In Doolin, County Clare, we stopped by Gus O’Connor’s pub (one of the world’s most famous spots for Irish music). There, we met Christy Barry, an Irish trad musician who is especially skilled in the tin whistle (a small instrument like a recorder, but much, much shriller). It’s easy to play, but hard to play well. Trad music put Doolin on the map as a tourist destination. The town sprung up from there. Barry taught us a traditional tin whistle song, but he underestimated our enthusiasm. The sea breeze carried 11 separate versions of our cacophony far and wide, sending humans and seagulls fleeing. Doolin may never recover.

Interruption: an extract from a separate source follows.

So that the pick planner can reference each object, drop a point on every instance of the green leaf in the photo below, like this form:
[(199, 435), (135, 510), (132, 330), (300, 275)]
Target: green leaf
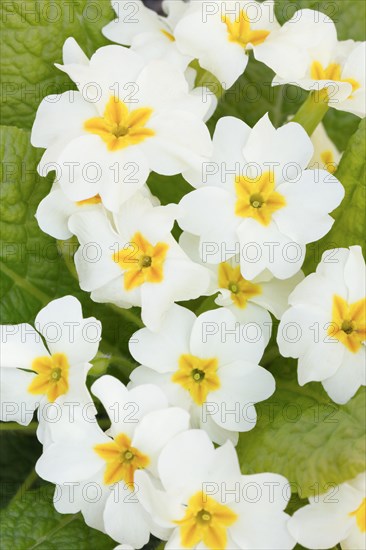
[(32, 522), (304, 436), (33, 34), (19, 453), (350, 224), (33, 271)]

In between dancing, we saw parts of the country. Our guide and bus driver, Patrick Foley, entertained us the whole week with his expert knowledge of Irish history and culture (and some songs). We spent around 12 hours on the bus throughout the week, with the longest journey going from Dublin to Clare. Roughly half of the tour was free time; Foley had recommendations for all of it, even taking us on an impromptu drive around the scenic Slea Head along the Dingle Peninsula. There were other (scheduled) surprises from Foley and Mallozzi, too: a literary pub crawl in Dublin, a walking food tour and private trad session in Dingle, a self-guided bike tour of Killarney National Park, a stop into several artisan shops, a visit with a five-time World Champion Irish dancer in his family pub, and a performance banquet in Killarney.

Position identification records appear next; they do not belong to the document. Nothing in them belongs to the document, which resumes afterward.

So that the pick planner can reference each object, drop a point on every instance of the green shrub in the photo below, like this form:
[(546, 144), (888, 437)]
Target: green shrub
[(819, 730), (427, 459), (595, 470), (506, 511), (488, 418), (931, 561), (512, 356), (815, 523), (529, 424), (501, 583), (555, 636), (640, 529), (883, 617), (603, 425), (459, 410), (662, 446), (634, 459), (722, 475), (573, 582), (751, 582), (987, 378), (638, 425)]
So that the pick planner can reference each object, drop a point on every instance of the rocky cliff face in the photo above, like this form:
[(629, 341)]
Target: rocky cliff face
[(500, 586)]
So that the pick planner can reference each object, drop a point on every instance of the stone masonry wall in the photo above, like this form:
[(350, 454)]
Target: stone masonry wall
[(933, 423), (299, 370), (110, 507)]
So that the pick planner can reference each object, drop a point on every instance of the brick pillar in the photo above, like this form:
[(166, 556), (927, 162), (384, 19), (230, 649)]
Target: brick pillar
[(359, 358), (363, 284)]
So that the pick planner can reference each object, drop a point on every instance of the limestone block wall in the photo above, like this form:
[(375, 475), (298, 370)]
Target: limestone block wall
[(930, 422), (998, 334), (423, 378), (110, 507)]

Killarney was the final stop of the tour, where we learned about sean-nós (“old style”) dancing. Before Irish dancing became rigid, it was free and improvisational. Sean-nós requires plenty of shuffling and bashing with your feet, similar to clogging, tap dancing, or flatfooting. Unlike the ramrod straight upper bodies of Riverdance, sean-nós dancers can go where the beat takes them. There are no partners in this style of dance, unless you’re doing a broom dance—in which case your partner is an actual broom, which you jump over, shuffle around, and ultimately kick up over your shoulder for the finale.

Ireland is full of prehistoric archaeology, thatched roof pubs, appealing small towns, stone churches, rolling green fields, and wild natural scenery. There’s a reason this country gets over 11 million visitors a year. While there’s plenty to see, there’s a lot to be said for true cultural immersion through its song and dance. The country has a strong pub culture and an even stronger arts culture. COVID shut down pubs for a year and a half; singing and dancing indoors were not allowed to resume fully until spring of 2022. While we saw plenty of “modern” Irish dancing (the kind drunk teenagers do) to live music in after-hours pubs while we were there, it just underscored the point.

Ireland is not a spectator country. Sometimes it’s best to dive in, feet first.